Makeshift bomb thrown at Cairo synagogue, no dead

Author: 
ASSOCIATED PRESS
Publication Date: 
Sun, 2010-02-21 18:52

According to the police report, a man entered a hotel located on the fourth floor of a building across from the synagogue at around 3 a.m. and as he was checking in, abruptly threw his suitcase out the window.
The case contained four containers of gasoline each attached to a glass bottle of sulfuric acid meant to shatter on impact and ignite the makeshift bomb, said police, who speculated the man may have panicked.
The bag, which also contained clothes, cotton strips, matches and a lighter, fell onto the sidewalk in front of the hotel and briefly caught fire before being extinguished.
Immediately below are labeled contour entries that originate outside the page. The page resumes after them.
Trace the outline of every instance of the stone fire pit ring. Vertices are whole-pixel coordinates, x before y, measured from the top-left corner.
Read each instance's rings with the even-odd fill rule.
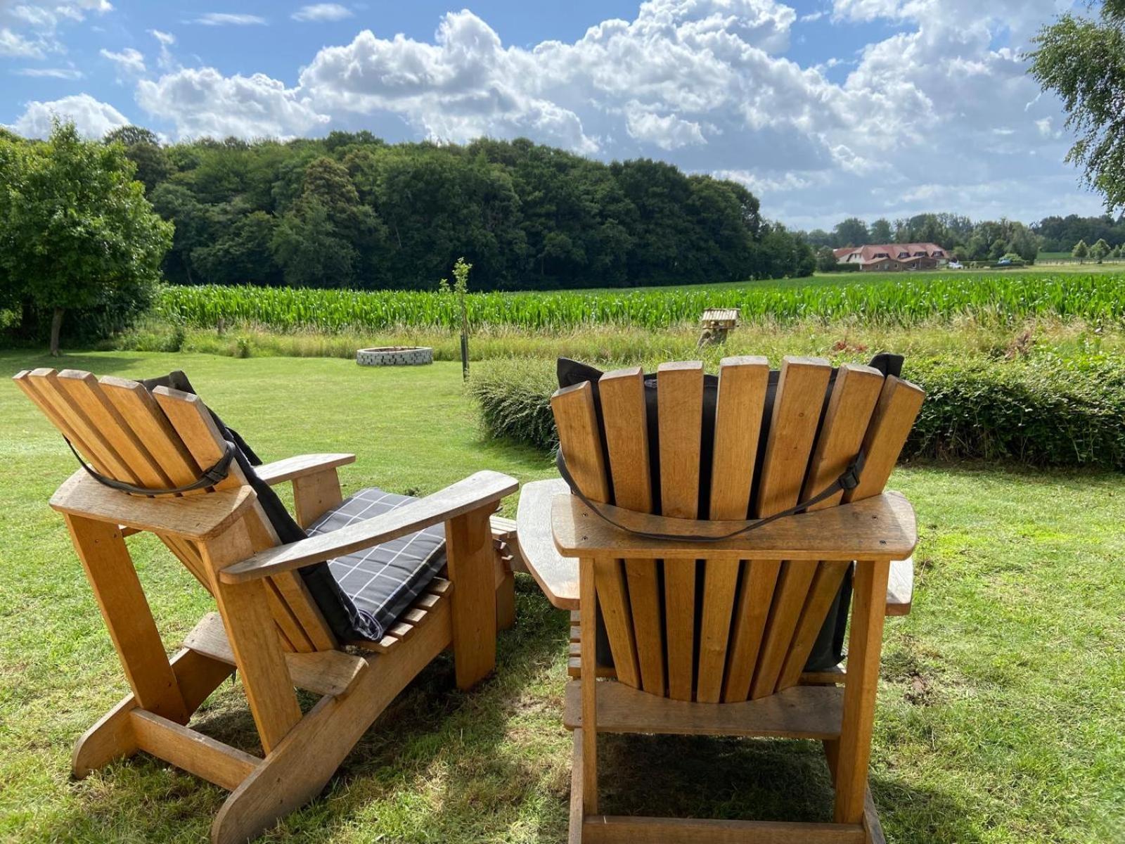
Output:
[[[425,345],[378,345],[359,349],[356,362],[361,367],[416,367],[433,363],[433,349]]]

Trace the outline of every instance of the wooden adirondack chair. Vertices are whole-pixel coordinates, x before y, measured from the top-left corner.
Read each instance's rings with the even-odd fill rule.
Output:
[[[116,481],[182,486],[223,455],[224,440],[195,395],[164,387],[150,394],[136,381],[78,370],[22,371],[16,383],[98,473]],[[292,482],[307,527],[341,503],[336,467],[353,460],[307,455],[258,474],[270,484]],[[447,647],[459,688],[492,672],[497,611],[508,623],[512,603],[489,515],[515,488],[513,478],[479,472],[384,515],[281,545],[236,463],[213,488],[158,497],[109,488],[79,469],[51,505],[66,520],[133,692],[78,742],[74,774],[145,751],[231,790],[212,826],[214,842],[267,829],[320,793],[378,715]],[[448,577],[435,577],[381,640],[336,641],[297,569],[441,522]],[[124,541],[138,531],[160,537],[218,608],[171,659]],[[264,758],[187,726],[235,668]],[[295,686],[323,697],[303,715]]]
[[[598,380],[605,451],[588,381],[551,398],[570,474],[590,501],[604,502],[598,510],[642,533],[695,537],[638,536],[611,526],[578,496],[556,495],[552,557],[538,548],[541,531],[523,531],[521,502],[524,560],[549,595],[573,591],[573,568],[564,563],[578,559],[579,627],[572,647],[580,670],[568,683],[565,712],[574,730],[572,842],[882,839],[867,763],[883,618],[891,560],[909,557],[916,542],[909,503],[883,486],[924,394],[870,367],[844,366],[826,406],[829,363],[786,358],[756,466],[767,374],[764,358],[722,361],[705,521],[688,521],[701,501],[701,363],[658,369],[658,467],[649,465],[640,369]],[[866,463],[858,486],[741,536],[699,541],[744,527],[748,515],[765,518],[812,497],[861,447]],[[663,514],[649,515],[657,473]],[[528,504],[533,506],[530,497]],[[804,674],[853,565],[847,667]],[[593,647],[598,616],[612,666],[600,664]],[[600,815],[598,733],[820,739],[835,781],[835,823]]]

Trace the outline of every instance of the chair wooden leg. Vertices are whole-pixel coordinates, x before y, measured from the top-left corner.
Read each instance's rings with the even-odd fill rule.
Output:
[[[495,509],[479,508],[446,522],[458,689],[470,689],[496,667],[496,548],[488,521]]]
[[[232,665],[186,648],[172,657],[171,665],[189,716],[234,671]],[[129,712],[136,708],[136,695],[129,694],[82,735],[71,754],[71,771],[74,776],[82,779],[91,771],[137,752],[137,740],[129,717]]]
[[[186,724],[188,713],[176,674],[120,530],[80,515],[65,518],[137,706]]]
[[[450,607],[439,603],[413,636],[369,657],[345,694],[324,697],[223,803],[213,844],[243,844],[315,798],[387,704],[451,639]]]
[[[574,730],[574,754],[570,763],[570,832],[567,835],[567,844],[582,844],[582,821],[585,818],[583,811],[583,784],[582,776],[583,758],[583,731],[582,727]]]
[[[855,608],[848,638],[844,720],[836,760],[836,823],[858,824],[867,790],[871,733],[879,688],[879,659],[886,614],[890,563],[860,562],[855,571]]]
[[[496,629],[511,630],[515,626],[515,575],[508,572],[496,586]]]

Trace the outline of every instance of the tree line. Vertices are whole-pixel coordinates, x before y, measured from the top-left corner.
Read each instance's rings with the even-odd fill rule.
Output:
[[[475,289],[807,276],[812,251],[741,185],[649,159],[605,164],[528,140],[388,144],[369,132],[289,142],[124,145],[176,225],[179,284],[434,289],[464,257]]]

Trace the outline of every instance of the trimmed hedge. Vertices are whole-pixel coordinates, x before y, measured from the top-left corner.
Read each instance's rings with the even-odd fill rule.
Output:
[[[1125,469],[1125,362],[908,360],[903,376],[927,394],[906,457]],[[546,451],[556,386],[554,361],[507,359],[476,365],[469,392],[492,436]]]

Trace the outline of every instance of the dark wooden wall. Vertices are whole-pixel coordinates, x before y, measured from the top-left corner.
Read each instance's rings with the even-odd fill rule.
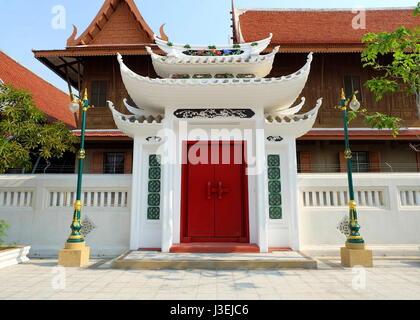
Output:
[[[280,53],[274,62],[273,70],[269,76],[277,77],[297,71],[306,62],[307,54]],[[302,96],[306,97],[306,106],[303,110],[312,108],[319,97],[324,98],[315,127],[341,128],[341,114],[334,106],[338,105],[341,88],[344,86],[344,76],[360,76],[361,84],[371,79],[375,73],[363,68],[358,53],[314,53],[311,73]],[[366,87],[362,88],[362,108],[370,112],[391,114],[404,119],[404,125],[419,127],[414,96],[406,96],[402,92],[386,96],[377,102],[375,96]],[[353,127],[365,127],[364,122],[355,120]]]
[[[124,56],[124,63],[134,72],[156,78],[152,61],[149,56]],[[85,83],[82,87],[90,90],[92,81],[108,81],[108,97],[117,110],[129,114],[124,107],[123,99],[128,98],[127,90],[122,82],[120,66],[116,56],[88,57],[85,59]],[[95,107],[89,110],[86,120],[88,129],[115,129],[112,113],[108,106]]]
[[[280,53],[277,55],[273,70],[269,77],[277,77],[293,73],[306,62],[307,54]],[[124,62],[134,72],[143,76],[156,77],[149,56],[124,56]],[[319,97],[324,98],[323,106],[315,127],[340,128],[341,115],[334,106],[340,99],[344,76],[360,76],[362,85],[370,79],[374,72],[362,67],[360,54],[357,53],[315,53],[312,61],[311,73],[302,96],[306,97],[306,106],[302,111],[312,108]],[[115,56],[85,58],[85,83],[90,87],[93,80],[108,80],[108,100],[114,102],[117,109],[127,113],[122,100],[127,97],[127,91],[122,83],[120,68]],[[362,89],[362,107],[371,112],[382,112],[404,119],[404,125],[420,127],[414,96],[396,93],[386,96],[377,102],[375,96],[367,89]],[[115,128],[112,115],[108,107],[97,107],[89,111],[87,127],[90,129]],[[353,127],[366,126],[362,121],[355,120]]]

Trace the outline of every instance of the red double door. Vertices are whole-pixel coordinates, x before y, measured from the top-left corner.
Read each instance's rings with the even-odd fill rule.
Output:
[[[184,144],[182,242],[249,242],[245,172],[242,141]]]

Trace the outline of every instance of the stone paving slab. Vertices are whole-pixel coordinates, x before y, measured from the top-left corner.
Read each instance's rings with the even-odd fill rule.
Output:
[[[148,260],[148,261],[273,261],[273,260],[307,260],[296,251],[274,251],[272,253],[164,253],[158,251],[131,251],[122,260]]]
[[[109,261],[86,268],[37,259],[0,270],[2,300],[342,300],[420,299],[418,257],[375,259],[344,268],[337,257],[318,270],[118,270]]]
[[[316,269],[317,262],[294,251],[271,253],[163,253],[131,251],[112,261],[117,269],[138,270],[264,270]]]

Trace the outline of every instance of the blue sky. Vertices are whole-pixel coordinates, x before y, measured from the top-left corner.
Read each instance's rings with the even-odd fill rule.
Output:
[[[66,83],[32,54],[32,49],[62,49],[72,24],[84,31],[104,0],[0,0],[0,50],[45,80],[67,91]],[[144,19],[174,42],[223,44],[229,41],[231,0],[135,0]],[[238,8],[374,8],[415,6],[417,0],[235,0]],[[65,29],[54,29],[53,8],[65,8]]]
There were no injuries and no damage to the historic synagogue.
The suspect fled the scene and is now being sought by police.
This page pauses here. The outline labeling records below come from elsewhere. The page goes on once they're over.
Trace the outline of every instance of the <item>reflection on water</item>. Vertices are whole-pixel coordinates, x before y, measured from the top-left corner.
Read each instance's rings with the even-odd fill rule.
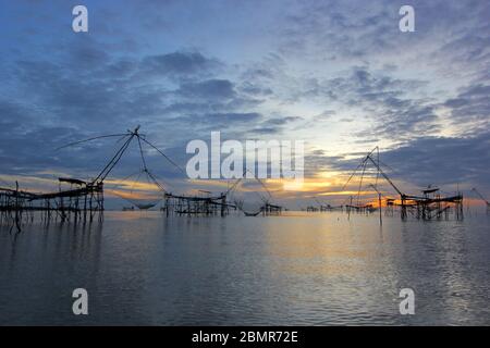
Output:
[[[488,325],[489,224],[109,212],[0,229],[0,324]],[[415,315],[399,313],[404,287]]]

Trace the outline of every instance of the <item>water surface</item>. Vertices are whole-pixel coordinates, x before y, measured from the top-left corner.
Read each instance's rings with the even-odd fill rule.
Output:
[[[0,229],[0,324],[490,324],[490,217],[315,213]],[[89,315],[72,313],[88,291]],[[399,291],[415,291],[401,315]]]

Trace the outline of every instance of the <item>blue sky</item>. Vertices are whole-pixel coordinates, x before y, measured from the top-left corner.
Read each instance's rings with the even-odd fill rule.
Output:
[[[76,4],[88,33],[71,29]],[[402,4],[415,33],[399,30]],[[305,139],[311,186],[294,198],[338,190],[375,146],[407,189],[490,194],[489,15],[470,0],[0,0],[0,178],[89,177],[113,142],[54,149],[142,124],[183,166],[211,130]],[[173,191],[191,187],[148,156]]]

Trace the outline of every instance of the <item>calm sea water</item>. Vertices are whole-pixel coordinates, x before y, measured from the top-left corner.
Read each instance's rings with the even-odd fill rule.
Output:
[[[162,217],[0,229],[0,324],[490,325],[490,217]],[[88,291],[88,315],[72,291]],[[415,291],[401,315],[399,291]]]

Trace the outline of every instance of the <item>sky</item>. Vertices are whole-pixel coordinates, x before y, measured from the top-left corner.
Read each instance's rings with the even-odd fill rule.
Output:
[[[72,30],[77,4],[88,33]],[[413,33],[399,29],[403,4],[415,10]],[[142,125],[182,167],[188,141],[215,130],[305,140],[304,185],[268,184],[298,207],[356,191],[344,183],[376,146],[405,191],[490,197],[489,17],[486,0],[0,0],[0,186],[95,177],[117,139],[57,148]],[[169,191],[230,185],[189,181],[145,154]],[[108,183],[136,181],[139,166],[132,148]]]

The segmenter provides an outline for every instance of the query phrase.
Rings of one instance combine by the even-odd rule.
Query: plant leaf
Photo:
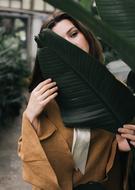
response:
[[[135,1],[96,0],[96,5],[104,22],[135,45]]]
[[[113,30],[109,24],[105,23],[103,20],[101,21],[97,17],[94,17],[81,5],[73,2],[72,0],[45,1],[69,13],[70,15],[84,23],[86,26],[88,26],[97,36],[100,36],[103,41],[107,42],[114,49],[116,49],[120,54],[121,59],[135,71],[135,44],[123,38],[123,36],[121,36],[117,31]],[[123,4],[124,3],[125,0],[123,1]],[[135,9],[133,1],[130,1],[130,3],[131,6],[133,6]]]
[[[43,77],[59,86],[57,102],[68,127],[117,132],[132,120],[134,96],[104,65],[49,29],[36,42]]]
[[[93,0],[80,0],[79,3],[88,11],[91,11]]]

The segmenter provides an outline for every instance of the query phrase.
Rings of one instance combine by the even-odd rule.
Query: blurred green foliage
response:
[[[29,68],[18,37],[0,31],[0,123],[19,115]]]

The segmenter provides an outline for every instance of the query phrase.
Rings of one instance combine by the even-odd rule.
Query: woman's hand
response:
[[[131,150],[130,144],[135,146],[135,125],[125,124],[123,128],[118,129],[119,134],[116,135],[118,147],[121,151]],[[129,142],[127,141],[129,140]]]
[[[43,111],[45,106],[57,96],[57,90],[58,87],[56,86],[56,82],[47,79],[39,83],[32,91],[25,110],[25,113],[32,124],[37,116]]]

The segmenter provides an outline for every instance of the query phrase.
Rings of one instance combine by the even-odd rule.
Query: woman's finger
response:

Egypt's once thriving Jewish community largely left the country 50 years ago during hostilities between Egypt and Israel, but a number of heavily guarded synagogues, open only to Jews, remain.
The downtown synagogue, Egypt's largest, is the only one still conducting services for the Jewish high holidays, which are sometimes attended by Israeli diplomats.
The temple, known as Shaar Hashamayim, or the Gate of Heaven, was built in 1899 in a style evoking ancient Egyptian temples and was once the largest building on the wide downtown boulevard.
Egypt's Jewish community, which in the 1940s numbered around 80,000, is down to several dozen, almost all of them elderly.
Egypt and Israel fought a war every decade from the 1940s to the 1970s until the 1979 peace treaty was signed.
Since the 1990s, there have been few organized terrorist attacks in Egypt's Nile valley and the capital Cairo. There have, however, been a number of amateurish attempts to target foreigners over the years.
In February 2009 a crude explosive device planted in a bazaar popular with tourists killed a French teenager.